Keywords: biomarkers, chemokines, critically ill, CXCL12, CXCR4, sepsis


How to cite this article:
El-Gendy FM, Badr HS, Abd-Elbaki HS, Soliman MA, Mosa EG. Stromal-derived-factor-1 (CXCL12) and its receptor (CXCR4) in pediatric sepsis. Menoufia Med J 2019;32:1083-9

How to cite this URL:
El-Gendy FM, Badr HS, Abd-Elbaki HS, Soliman MA, Mosa EG. Stromal-derived-factor-1 (CXCL12) and its receptor (CXCR4) in pediatric sepsis. Menoufia Med J [serial online] 2019 [cited 2019 Nov 12];32:1083-9. Available from: http://www.mmj.eg.net/text.asp?2019/32/3/1083/268803




  Introduction Top


Pediatric sepsis is a major cause of morbidity and mortality in children and a leading reason for medical admissions to the pediatric ICU (PICU), as it can occur secondary to pneumonia, diarrhea, and other invasive bacterial diseases. All over the world, infections account for more than 30% of total deaths in children. In Egypt, infection accounts for 33% of deaths under 5 years of age, and a complication of the infection by septic shock raises the mortality rate to 50% [1].

Sepsis is as life-threatening organ dysfunction caused by a dysregulated host response to infection. Severe sepsis is defined as sepsis plus one of the following: cardiovascular organ dysfunction or acute respiratory distress syndrome or two or more other organ dysfunctions. Septic shock is defined as sepsis-induced hypotension persisting despite adequate fluid resuscitation [2].

The knowledge of factors that affect the outcome in severe sepsis and septic shock will help in the early recognition of children who are at the highest risk of death and help in time-sensitive management, which may improve the outcome [3].

The early diagnosis and management of pediatric infection are mandatory for effective outcome. Clinical difficulties in identifying the early infection in children and also in discriminating between bacterial and viral etiology have led to the evaluation of several biomarkers including hematologic parameters, acute-phase proteins, chemokines, cytokines, and cell-surface antigens [4]. The high mortality and severe outcome of pediatric sepsis are mainly related to the combination of the derangements in the innate immune system and the complex interactions between the microorganism and the host defense [5].

Chemokines are chemotactic cytokines that give directional guidance for leukocyte migration. They are classified to some subgroups by the position of the first two conserved cysteine residues near the amino terminus. Cytokines, leukotriene, proteases, integrins and bacterial products are implicated in bone marrow neutrophil release; however, attention has centered on cysteine-X-cysteine (CXC) chemokine and Toll-like receptor signaling during leucocyte release [6].

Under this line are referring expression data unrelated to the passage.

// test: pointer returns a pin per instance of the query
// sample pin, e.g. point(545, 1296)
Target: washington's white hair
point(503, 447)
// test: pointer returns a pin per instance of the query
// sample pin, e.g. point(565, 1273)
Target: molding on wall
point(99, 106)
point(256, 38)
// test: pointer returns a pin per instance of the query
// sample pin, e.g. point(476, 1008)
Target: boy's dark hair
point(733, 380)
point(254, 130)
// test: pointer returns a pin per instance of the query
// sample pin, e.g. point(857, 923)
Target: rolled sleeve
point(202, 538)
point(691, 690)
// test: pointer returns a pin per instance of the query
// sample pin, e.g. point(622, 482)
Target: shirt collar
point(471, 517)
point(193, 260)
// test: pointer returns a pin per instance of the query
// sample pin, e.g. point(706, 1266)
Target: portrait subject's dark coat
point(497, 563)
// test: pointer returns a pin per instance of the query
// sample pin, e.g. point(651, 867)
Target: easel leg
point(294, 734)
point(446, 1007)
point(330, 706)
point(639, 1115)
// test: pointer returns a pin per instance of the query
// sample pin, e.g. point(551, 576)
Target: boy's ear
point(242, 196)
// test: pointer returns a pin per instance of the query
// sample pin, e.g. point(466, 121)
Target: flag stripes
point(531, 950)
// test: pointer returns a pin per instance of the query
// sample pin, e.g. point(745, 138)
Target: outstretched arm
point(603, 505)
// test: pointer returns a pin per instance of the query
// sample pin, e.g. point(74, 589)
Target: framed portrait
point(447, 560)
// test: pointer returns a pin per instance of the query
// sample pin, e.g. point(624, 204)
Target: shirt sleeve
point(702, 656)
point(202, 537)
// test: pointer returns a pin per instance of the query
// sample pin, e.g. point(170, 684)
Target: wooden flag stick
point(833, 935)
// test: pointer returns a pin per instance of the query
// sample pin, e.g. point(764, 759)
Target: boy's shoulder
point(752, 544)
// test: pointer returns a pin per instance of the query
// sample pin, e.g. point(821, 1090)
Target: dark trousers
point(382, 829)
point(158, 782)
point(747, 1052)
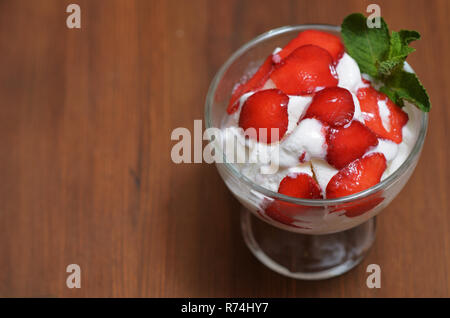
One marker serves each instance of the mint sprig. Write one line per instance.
(382, 55)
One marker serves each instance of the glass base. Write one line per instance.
(304, 256)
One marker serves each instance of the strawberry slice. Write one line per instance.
(332, 105)
(304, 71)
(346, 144)
(325, 40)
(373, 104)
(357, 176)
(255, 82)
(265, 109)
(300, 185)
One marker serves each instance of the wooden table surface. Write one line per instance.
(85, 170)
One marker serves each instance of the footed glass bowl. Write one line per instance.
(301, 238)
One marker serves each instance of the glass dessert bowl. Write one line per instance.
(301, 238)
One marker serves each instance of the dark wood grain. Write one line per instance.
(85, 169)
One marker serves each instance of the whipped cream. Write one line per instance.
(306, 138)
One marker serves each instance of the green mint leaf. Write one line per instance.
(368, 46)
(402, 85)
(398, 50)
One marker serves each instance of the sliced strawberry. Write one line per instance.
(357, 176)
(332, 105)
(325, 40)
(369, 101)
(300, 185)
(255, 82)
(304, 71)
(265, 109)
(346, 144)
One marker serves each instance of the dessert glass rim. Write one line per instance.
(310, 202)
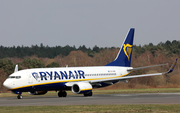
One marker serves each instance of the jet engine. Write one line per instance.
(81, 87)
(37, 92)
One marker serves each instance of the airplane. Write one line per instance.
(80, 80)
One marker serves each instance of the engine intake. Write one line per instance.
(81, 87)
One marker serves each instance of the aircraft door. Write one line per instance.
(30, 78)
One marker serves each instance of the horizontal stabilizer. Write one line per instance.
(136, 76)
(134, 69)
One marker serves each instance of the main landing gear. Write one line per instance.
(19, 97)
(62, 93)
(88, 94)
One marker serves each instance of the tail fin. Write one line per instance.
(124, 56)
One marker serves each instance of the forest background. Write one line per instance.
(45, 56)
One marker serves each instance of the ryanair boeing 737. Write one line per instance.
(80, 80)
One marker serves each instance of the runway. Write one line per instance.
(111, 99)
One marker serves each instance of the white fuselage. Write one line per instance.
(41, 77)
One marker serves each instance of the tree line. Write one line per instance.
(51, 52)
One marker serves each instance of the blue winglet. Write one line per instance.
(172, 67)
(124, 56)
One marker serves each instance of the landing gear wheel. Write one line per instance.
(19, 97)
(62, 94)
(88, 94)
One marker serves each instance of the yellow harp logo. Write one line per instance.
(127, 50)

α-Chemokine receptor type 4 (CXCR4), also called CD184, is specific for stromal-derived-factor-1, also called CXCL12, a potent molecule involved in a chemotactic activity for lymphocytes [7]. CXCL12 belongs to the CXC group of chemokines. It is a potent chemoattractant involved in angiogenesis, leukocyte trafficking, and other disorders [8]. The CXCR4 expression on the surface of circulating blood lymphocytes was demonstrated to be upregulated during sepsis or after lipopolysaccharide stimulation [6].

Previous studies have suggested that CXCL12 and its receptor CXCR4 play an important role in HIV infection, neurodegenerative diseases, cancer development, and progression [9].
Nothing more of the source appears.